Extrapolation Convolution for Data Prediction on a 2-D Grid: Bridging Spatial and Frequency Domains With Applications in Image Outpainting and Compressed Sensing

Abstract

Extrapolation plays a critical role in machine/deep learning (ML/DL), enabling models to predict data points beyond their training constraints, particularly useful in scenarios deviating significantly from training conditions. This article addresses the limitations of current convolutional neural networks (CNNs) in extrapolation tasks within image restoration and compressed sensing (CS).
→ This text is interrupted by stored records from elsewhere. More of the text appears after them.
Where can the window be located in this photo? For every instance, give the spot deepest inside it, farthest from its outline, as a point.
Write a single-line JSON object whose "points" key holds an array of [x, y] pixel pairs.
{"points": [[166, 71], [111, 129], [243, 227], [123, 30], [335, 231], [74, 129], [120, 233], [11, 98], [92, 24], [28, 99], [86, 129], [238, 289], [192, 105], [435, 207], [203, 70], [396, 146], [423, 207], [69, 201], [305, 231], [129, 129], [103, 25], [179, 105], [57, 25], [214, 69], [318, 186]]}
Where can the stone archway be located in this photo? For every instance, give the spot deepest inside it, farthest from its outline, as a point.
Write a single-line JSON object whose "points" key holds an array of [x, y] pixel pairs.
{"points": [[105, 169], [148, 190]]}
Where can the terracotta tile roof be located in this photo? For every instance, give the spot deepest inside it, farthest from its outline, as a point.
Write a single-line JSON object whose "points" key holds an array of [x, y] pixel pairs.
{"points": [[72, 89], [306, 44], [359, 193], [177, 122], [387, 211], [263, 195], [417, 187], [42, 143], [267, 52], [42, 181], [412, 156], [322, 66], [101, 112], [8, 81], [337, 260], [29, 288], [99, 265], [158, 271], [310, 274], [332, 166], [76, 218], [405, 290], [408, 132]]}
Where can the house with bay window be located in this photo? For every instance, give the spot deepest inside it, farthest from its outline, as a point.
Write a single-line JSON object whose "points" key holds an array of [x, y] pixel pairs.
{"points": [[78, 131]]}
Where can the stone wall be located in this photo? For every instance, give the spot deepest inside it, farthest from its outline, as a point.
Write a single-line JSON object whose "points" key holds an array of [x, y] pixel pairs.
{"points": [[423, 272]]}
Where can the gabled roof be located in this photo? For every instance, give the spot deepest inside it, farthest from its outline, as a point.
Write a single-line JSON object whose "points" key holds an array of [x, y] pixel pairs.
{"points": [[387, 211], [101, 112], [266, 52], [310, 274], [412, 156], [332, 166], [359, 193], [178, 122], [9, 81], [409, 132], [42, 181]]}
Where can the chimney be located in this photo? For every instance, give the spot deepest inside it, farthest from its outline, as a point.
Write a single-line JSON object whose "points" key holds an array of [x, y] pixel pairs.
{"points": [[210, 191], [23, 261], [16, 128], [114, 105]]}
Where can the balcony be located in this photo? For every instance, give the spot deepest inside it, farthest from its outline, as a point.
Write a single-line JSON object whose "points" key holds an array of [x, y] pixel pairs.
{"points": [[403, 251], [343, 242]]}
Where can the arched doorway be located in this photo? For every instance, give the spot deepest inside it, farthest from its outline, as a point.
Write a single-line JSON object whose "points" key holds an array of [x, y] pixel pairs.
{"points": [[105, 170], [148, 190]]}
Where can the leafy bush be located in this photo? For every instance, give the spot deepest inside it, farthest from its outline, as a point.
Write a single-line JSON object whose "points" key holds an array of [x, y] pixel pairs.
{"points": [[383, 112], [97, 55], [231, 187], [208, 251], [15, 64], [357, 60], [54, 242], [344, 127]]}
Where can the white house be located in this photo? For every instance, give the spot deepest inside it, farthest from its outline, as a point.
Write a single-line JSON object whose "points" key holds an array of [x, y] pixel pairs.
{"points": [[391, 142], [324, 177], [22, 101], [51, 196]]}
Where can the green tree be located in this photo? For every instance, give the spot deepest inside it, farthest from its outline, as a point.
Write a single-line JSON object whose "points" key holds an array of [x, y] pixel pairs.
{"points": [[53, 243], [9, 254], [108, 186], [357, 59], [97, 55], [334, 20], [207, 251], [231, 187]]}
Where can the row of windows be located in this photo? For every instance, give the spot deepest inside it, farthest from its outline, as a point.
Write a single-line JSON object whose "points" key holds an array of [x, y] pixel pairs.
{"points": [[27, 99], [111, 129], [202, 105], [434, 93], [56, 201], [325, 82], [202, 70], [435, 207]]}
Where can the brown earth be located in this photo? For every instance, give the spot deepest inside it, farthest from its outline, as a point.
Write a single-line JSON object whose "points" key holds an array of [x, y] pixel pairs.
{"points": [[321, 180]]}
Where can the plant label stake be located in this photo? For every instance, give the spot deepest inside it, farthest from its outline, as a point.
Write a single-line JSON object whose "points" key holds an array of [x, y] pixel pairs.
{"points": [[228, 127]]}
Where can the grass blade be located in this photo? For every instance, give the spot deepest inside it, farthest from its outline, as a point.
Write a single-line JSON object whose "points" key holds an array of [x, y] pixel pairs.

While CNNs show potential in tasks such as image outpainting and CS, traditional convolutions are limited by their reliance on interpolation, failing to fully capture the dependencies needed for predicting values outside the known data. This work proposes an extrapolation convolution (EC) framework that models missing data prediction as an extrapolation problem using linear prediction within DL architectures. The approach is applied in two domains: first, image outpainting, where EC in encoder-decoder (EnDec) networks replaces conventional interpolation methods to reduce artifacts and enhance fine detail representation; second, Fourier-based CS-magnetic resonance imaging (CS-MRI), where it predicts high-frequency signal values from undersampled measurements in the frequency domain, improving reconstruction quality and preserving subtle structural details at high acceleration factors. Comparative experiments demonstrate that the proposed EC-DecNet and FDRN outperform traditional CNN-based models, achieving high-quality image reconstruction with finer details, as shown by improved peak signal-to-noise ratio (PSNR), structural similarity index (SSIM), and kernel inception distance (KID)/Frechet inception distance (FID) scores. Ablation studies and analysis highlight the effectiveness of larger kernel sizes and multilevel semi-supervised learning in FDRN for enhancing extrapolation accuracy in the frequency domain.